Some brief notes from Turkish human rights news:

Zaman editor-in-chief Ekrem Dumanlı is seen being escorted into a hospital for health screening early on Thursday. (Photo: Today’s Zaman, Selahattin Sevi)
1. Zaman’s Editor-in-Chief Ekrem Dumanlı was released from custody due to lack of evidence, according to press accounts. Four others, including Samanyolu TV General Manager, Hidayet Karaca, will be held pending trial. As Amnesty has noted, extended pre-trial detentions have been a serious problem in Turkey. For example, “Ahmet Şık and Nedim Şener were released after 375 days of pre-trial detention.” Like the current case against Gülen supporters, the Ergenekon case envisioned a massive plot to overthrow the government and raised serious concerns regarding basic judicial fairness. For many observers, including some in the movement itself, the irony that the Gülen Movement aggressively supported the Ergenekon trials has not been lost. This fact does not change the basic standards of human rights that we all must uphold. It is with this in mind that Ahmet Şık, one of the most vociferous critics of the Gülen Movement, has been so critical of these recent arrests.
2. Media reports indicate that commemorations of the 1978 Massacre in Kahramanmaraş have been banned by the local governor. Such bans have been a perennial problem in this provincial city, but reflect the casual limitations on freedom of expression which still plague Turkish public discourse.
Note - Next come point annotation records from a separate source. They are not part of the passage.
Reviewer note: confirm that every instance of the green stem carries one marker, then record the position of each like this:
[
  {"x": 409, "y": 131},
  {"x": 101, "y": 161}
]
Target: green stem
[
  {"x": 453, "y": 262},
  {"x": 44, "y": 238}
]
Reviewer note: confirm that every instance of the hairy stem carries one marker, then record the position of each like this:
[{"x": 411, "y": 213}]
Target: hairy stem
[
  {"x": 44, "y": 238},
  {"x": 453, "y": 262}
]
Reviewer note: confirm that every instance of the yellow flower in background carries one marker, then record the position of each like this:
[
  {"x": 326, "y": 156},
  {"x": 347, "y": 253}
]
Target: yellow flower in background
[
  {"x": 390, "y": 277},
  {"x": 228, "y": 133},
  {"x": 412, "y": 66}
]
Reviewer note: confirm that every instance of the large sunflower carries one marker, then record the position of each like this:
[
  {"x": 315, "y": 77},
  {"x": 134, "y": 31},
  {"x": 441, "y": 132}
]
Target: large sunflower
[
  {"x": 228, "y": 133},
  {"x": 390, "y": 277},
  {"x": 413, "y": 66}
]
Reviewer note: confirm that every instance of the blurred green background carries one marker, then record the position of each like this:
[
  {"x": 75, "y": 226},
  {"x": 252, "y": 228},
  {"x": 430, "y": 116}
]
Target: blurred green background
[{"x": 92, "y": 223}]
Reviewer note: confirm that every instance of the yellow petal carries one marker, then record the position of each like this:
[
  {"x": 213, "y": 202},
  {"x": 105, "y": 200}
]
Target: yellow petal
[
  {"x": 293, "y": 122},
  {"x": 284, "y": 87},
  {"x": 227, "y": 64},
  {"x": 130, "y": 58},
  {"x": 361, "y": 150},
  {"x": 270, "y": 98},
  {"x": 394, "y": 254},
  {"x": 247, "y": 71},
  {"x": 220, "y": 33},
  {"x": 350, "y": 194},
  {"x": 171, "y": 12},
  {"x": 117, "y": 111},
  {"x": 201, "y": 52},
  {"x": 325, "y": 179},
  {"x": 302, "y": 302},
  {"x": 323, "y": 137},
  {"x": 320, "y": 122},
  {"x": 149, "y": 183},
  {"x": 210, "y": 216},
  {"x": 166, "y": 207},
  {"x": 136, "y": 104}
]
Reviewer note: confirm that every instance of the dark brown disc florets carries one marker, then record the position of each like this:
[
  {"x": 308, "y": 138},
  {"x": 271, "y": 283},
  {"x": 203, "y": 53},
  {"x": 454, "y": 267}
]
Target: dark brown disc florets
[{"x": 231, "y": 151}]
As Bilgin Ayata and Serra Hakyemez have argued, the AKP, which has been remarkably willing to open up discussion of some horrific chapters in Turkey’s history (most notably Dersim), have nonetheless, been extremely selective (and instrumentalist) in their choices. Crimes such as those Maraş, in 1978, or in Sivas, in 1993, which might implicate their own devout Sunni base, are much less likely to be seriously addressed. Worse, the government continues to actively stifle debate, investigation, and remembrance of many of these crimes.
3. And finally, some very, very good news. Minutes ago, a Turkish court acquitted Pinar Selek for the fourth time. Let’s hope that this marks the end of a tragic, Kafkaesque trial that has haunted her life for seventeen years.